Cutting red tape for employers: Minister for Employment outlines plans

In his first address as Minister for Employment, Senator Eric Abetz outlined what can be expected of The Coalition at this year’s Australian Payroll Association Conference.

The Coalition government is set to cut down on the bureaucratic burden on employers, including streamlining payroll practices, according to Senator Eric Abetz, Minister for Employment.

 “The Coalition government is committed to cutting red tape,” Senator Abetz said in his opening address at the Australian Payroll Association’s Conference this morning.

“Excessive red tape makes it harder for employers to create jobs and improve productivity,” he added, highlighting the new requirement for Parliament to spend two days a year reviewing and removing legislation and regulations that place unnecessary burden on employers and payroll administrators.
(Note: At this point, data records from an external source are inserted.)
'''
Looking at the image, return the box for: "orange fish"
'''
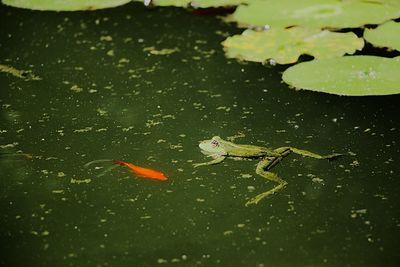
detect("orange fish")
[112,159,167,181]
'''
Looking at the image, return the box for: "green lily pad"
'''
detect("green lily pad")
[364,21,400,52]
[231,0,400,29]
[150,0,248,8]
[222,27,364,64]
[282,56,400,96]
[149,0,189,7]
[1,0,132,11]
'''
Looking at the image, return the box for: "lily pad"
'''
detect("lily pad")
[2,0,132,11]
[364,21,400,52]
[231,0,400,29]
[282,56,400,96]
[222,27,364,64]
[150,0,248,8]
[149,0,189,7]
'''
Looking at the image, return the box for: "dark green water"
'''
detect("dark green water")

One area in which The Coalition is seeking to take a direct approach is the paid parental leave scheme. Senator Abetz explained that payments will be made directly by the Commonwealth Government. “It will be paid and administered through the family assistance office and that means no additional paperwork [for employers],” he stated.

“By contrast, I know how much of a burden has been placed on you with – in almost all instances – employers required to act as pay masters after receiving the employee’s entitlement from Centrelink. To us, that was unnecessarily complicated,” he added.

As well as expanding on more options given to small businesses regarding superannuation and reconfirming the axing of the Rudd Government’s FBT changes, Abetz detailed the reasons for changing the ministry name from ‘Employment and Workplace Relations’ to simply ‘Employment’.

He explained the change was to focus in on the fact that the first priority must be employment.

“Too often in the past we have got tangled up with workplace relations:  what the unions want, what the bosses want, what interest groups want. At the end of the day, the task of government is to ensure we create the right environment for jobs to grow and be created,” he explained.

Abetz stated he believes the government does not create employment, but instead creates the environment in which jobs can develop.

“It’s macro-economics coming together with micro-economics … you get the settings right nationally for the national economy, but you also have to get it right for the economy of the household that the wage needs to sustain,” he said. “In the space of employment it is often easy to forget in all the numbers and statistics it is about individuals.”